To install `{{.Project.Name}}` execute `make install`.

{{ if .Values.allowContributions -}}
## Contributing

If you want to contribute, I'm happy to receive PRs!
{{ end -}}

Upon project creation, this gets rendered using the project information made available in the .Project variable, and user-defined values in the .Values variable. For example, if the project name is myproject and you configured the default project owner to be johndoe while initializing the kickoff configuration, this gets into the file README.md rendered as:

# myproject

[![Build Status](https://travis-ci.org/johndoe/myproject.svg?branch=master)](https://travis-ci.org/johndoe/myproject)

## Installation

To install `myproject` execute `make install`.

You might have noticed that the part that speaks about contributions was not rendered into the final README.md. The reason for that is because it is wrapped in a conditional. To make this work you need to set the allowContributions value first. You will learn about this in the next section.

If you are not familiar with the Go templating engine yet, you should make youself comfortable with it. Here are some useful resources to get you started:

  • Go template documentation: Detailed documentation about the Go template syntax and features.
  • Sprig function documentation: Kickoff uses a template function library called “sprig” which comes with a wide variety of useful functions that are made available in templates.

Accessing and setting template variables

Template variables are accessible via .Values. This variable contains the merged result of the values from your local kickoff config.yaml, the project skeleton’s values from .kickoff.yaml and any variables that were set using --set or --values during project creation.

For example, the following snippets all set the variable that is then accessible via {{.Values.myVar}} in templates:

# contents of .kickoff.yaml or ~/.config/kickoff/config.yaml
---
values:
  myVar: myValue

# on project creation via --set:
$ kickoff project create myproject default --set myVar=myValue

# on project creation via --values:
$ kickoff project create myproject default --values values.yaml

# where values.yaml contains myVar:
---
myVar: myValue

Project template variables

Next to the user-defined .Values, kickoff makes a couple of variables available to template files upon project creation:

Variable Description
.Project.Host The git host you specified during kickoff init, e.g. github.com
.Project.Owner The project owner you specified, e.g. martinohmann
.Project.Name The name you specified when running kickoff project create
.Project.License The name of the license, if you picked one
.Project.Gitignore Comma-separated list of gitignore templates, if provided
.Project.URL The URL to the project repo, e.g. https://github.com/martinohmann/myproject
.Project.GoPackagePath The package path for go projects, e.g. github.com/martinohmann/myproject

Template functions

As noted above, kickoff uses the sprig template function library. This provides the biggest chunk of the available template functions.

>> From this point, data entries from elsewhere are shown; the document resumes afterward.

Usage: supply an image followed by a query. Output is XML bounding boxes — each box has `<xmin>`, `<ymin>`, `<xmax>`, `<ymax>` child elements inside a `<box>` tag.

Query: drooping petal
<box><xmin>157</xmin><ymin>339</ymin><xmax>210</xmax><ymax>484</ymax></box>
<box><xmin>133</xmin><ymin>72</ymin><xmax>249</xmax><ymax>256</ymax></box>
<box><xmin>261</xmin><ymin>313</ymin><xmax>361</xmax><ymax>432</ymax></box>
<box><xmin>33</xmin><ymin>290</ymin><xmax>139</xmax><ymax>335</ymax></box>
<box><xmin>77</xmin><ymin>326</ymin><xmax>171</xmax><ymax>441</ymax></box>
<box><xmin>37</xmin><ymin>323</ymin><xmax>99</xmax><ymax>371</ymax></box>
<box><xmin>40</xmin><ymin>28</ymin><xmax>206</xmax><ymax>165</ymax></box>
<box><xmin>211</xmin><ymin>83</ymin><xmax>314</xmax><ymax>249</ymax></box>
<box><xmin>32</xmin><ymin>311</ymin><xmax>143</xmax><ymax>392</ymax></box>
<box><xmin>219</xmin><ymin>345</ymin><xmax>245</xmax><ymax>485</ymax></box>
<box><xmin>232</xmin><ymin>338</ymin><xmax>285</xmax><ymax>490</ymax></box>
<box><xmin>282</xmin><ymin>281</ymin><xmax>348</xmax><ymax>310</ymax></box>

In addition, there are also some built-in Go template functions which you can find listed here.

Last but not least, kickoff provides a couple of template functions that are not provided by any of the two.

Function Description
toYAML Converts its argument to a YAML string
mustToYAML Converts its argument to a YAML string and fails if there were errors during marshalling
goPackageName Convenience function which creates a useful package name from a golang package path. E.g. github.com/johndoe/my-pkg becomes mypkg

If feel that there are some useful functions missing, please feel free to open an issue in the kickoff project and we’ll see if it’s worth adding.

Templating file and directory names

Kickoff will try to resolve Go template variables in file and directory names. E.g. a directory cmd/{{.Project.Name}} will be resolved to cmd/myproject if the project is named myproject.

It is also possible to put arbitrary files into these directories. These will be moved to the correct place after the directory name was resolved. You can take a look at this example skeleton in the kickoff-skeletons repository which makes use of this feature.